His eyes closed for a moment, and he swayed on his feet. Opening them once again, he realized that the girl had appeared silently beside him.
Where the hell did she come from? Will hoped she hadn’t noticed him jump.
She seemed insubstantial as a ghost as she stood there. His woollen blanket covered her from shoulder to knee, and she had made some sort of effort to tidy her hair. It was a dark, rich golden colour, a little past shoulder length, and more tangled than a nest of rodents. She looked shyly up at him.
‘Thank you for saving me,’ she said softly.
Will shrugged. ‘Some would have said that I had a duty to,’ he returned, offhandedly. ‘Would you like some food?’
The girl’s look of eagerness betrayed her thoughts instantly. She was nothing more than skin over bones, he thought, and gave her the best part of his bacon, bread, and dried fish. There were also apples, which he had picked earlier that day in the woods, and fresh water. She ate as though she were starving.
‘Is there a stream nearby?’ she asked him.

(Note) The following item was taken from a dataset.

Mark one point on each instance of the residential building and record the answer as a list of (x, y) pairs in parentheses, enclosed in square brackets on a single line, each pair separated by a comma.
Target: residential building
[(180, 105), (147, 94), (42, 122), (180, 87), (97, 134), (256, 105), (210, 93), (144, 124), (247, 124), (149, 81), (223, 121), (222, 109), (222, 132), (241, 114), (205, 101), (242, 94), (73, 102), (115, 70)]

‘Beyond the tangle of berry bushes there, a few dozen strides,’ Will gestured. He had managed to place himself in between the fire and the outside world, leaning back on a tree trunk, and hoped that his hair would dry out sometime during the night. ‘Listen, I hope you have somewhere to go, because—’
‘Goldwine,’ the girl said.
‘What?’
‘My name. It’s Goldwine. You may call me Goldie, if you wish.’
‘I’m Will. I was saying—’ He hesitated. ‘Goldwine? That’s not the name of a peasant nor runaway thrall.’